W3C home > Mailing lists > Public > public-i18n-geo@w3.org > February 2005

RE: Please review Language techniques changes

From: Deborah Cawkwell <deborah.cawkwell@bbc.co.uk>
Date: Sun, 6 Feb 2005 18:44:28 -0000
Message-ID: <418B7E44473AC34488C9E730D09FF3CF05179024@bbcxue204.national.core.bbc.co.uk>
To: "Richard Ishida" <ishida@w3.org>, "GEO" <public-i18n-geo@w3.org>
Hi Richard & all
 
See my comments below.
 
Best regards
 
Deborah
 
-----------------------------------
 
Authoring Techniques for XHTML & HTML Internationalization: Specifying the language of content 1.0
 
I've made some comments on the first part of this document; but I find myself getting confused despite working on this in my day job & involvement with this document.  :(
 
I think there is still confusion over character encoding & language specification; I recognise that for some these are orthogonal.

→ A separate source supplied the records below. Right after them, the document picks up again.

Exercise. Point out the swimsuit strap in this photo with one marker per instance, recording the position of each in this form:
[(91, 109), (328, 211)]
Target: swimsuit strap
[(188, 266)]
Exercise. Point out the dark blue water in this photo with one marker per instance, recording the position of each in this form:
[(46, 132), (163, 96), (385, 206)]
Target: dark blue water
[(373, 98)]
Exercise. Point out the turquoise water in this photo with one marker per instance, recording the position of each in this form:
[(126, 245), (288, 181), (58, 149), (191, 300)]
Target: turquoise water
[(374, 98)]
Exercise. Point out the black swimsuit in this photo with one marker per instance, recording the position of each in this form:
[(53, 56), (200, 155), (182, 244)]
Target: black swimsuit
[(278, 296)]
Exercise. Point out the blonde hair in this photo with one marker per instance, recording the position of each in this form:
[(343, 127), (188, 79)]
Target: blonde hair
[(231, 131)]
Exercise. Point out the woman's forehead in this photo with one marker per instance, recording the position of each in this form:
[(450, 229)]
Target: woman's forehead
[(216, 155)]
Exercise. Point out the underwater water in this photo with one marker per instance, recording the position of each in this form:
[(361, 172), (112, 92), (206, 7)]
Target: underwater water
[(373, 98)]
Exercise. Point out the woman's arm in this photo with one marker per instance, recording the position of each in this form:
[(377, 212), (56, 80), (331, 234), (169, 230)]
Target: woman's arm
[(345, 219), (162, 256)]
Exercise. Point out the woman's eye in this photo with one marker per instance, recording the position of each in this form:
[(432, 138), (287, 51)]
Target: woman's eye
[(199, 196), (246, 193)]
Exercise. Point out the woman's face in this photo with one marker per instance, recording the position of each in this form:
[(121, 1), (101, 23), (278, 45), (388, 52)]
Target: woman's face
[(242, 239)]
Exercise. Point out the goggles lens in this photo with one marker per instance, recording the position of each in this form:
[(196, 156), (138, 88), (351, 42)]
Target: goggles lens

I think more mention of the former (as a contrast) would be useful, perhaps in terms of 'what this techniques document does not address & why character encoding is out of scope...
 
Great to see character encoding addressed in W3C HTML validation tool. Could they add language of content specification, could flag a warning if missing as we say it's not necessarily bad? 
 
Some of my comments are very minor.
 
I would like to re-address the structure of the document, see revised table of contents (could be fleshed out further) below. Generally I think shorter sub-titles, though the longer sentences were maybe interim? I think the functions of a TOC are:
  1) learning, in terms of pyramid model, where user gains overview & can drill down.
  2) scope
  3) navigation, where user can quickly go to the info needed to solve a particular problem or fill a knowlege gap.
-------------------
Table of Contents
1 Introduction
    1.1 Who should use this document
    1.2 How to use this document
    
2 Technologies
 HTML
 XHTML
 CSS
3 User agents & testing
 Which user agents
 Test approach
 Test document
    
2 Definitions of language in web pages
 Language of content vs character encoding
 Multiple languages in a page vs character encoding
 Definitions of language of content
  Primary language
  Text processing language
  
3 Why specify language of content
  
4 Mechanisms to specify language: what they are for & what they are not for
 Content-language meta tag
 Language attributes
 HTTP header
 
5 How to specify language of content
 Single-language page
 Pages with more than one language
 Language changes within a page
 Language of content of link destination
  Pros & cons
  CSS & hreflang attribute
  National flag icons
 
6 Tips & techniques
 Do not declare the language of a document in the body tag
 Follow the guidelines in RFC3066 or its successors for language attribute values.
    Use the two-letter ISO 639 codes for the language code where there are both 2- and 3-letter codes.
    Consider using the codes zh-Hans and zh-Hant to refer to Simplified and Traditional Chinese, respectively 
 
7 Resources
 Overview documents: developer tasks
 IANA character codes
 
-------------------
NB In my example text, I use the I18N abbreviation which it may be clearer to expand.
 
 
Abstract
 
 + Improved - language clearer & more direct, less jargon.
 + Last sentence of 1st paragraph clumsy - "Marking up language meta information is something that can and should be done today. Without it, none of these applications can be taken advantage of." Suggestion: "Without it, advantage cannot be gained from such current and future applications". 
 
 
Table of contents
 
 + Definitions, which are crucial to this document, should show the sub-sections, eg, Primary language, Text processing language.
 + Section 6 (Specifying language): title seems too vague. Should this not be higher up in the document? Or is it a case of setting out the more abstract concepts, then showing how to implement them? 
 
 
1 Introduction
  
+ Add quotes to the term specified. Easier to read & conventional, ie: The term 'author' is used in the sense described by the HTML 4.01 specification, ie. as a person or program that writes or generates HTML documents. Maybe also quote 'person' & 'program'.
+ How many organisations have localization groups or even anyone with a localization role? Who do we think we address here? Do we address mono-lingual sites of English only? In the later sentence, it would be useful to touch on I18N architecture.  
"This document provides guidance for developers of HTML that enables support for international deployment. Enabling international deployment is the responsibility of all content authors, not just the localization group, and is relevant from the very start of development. Ignoring the advice in this document, or relegating it to a later phase in the development process, will only add unnecessary costs and resource issues at a later date."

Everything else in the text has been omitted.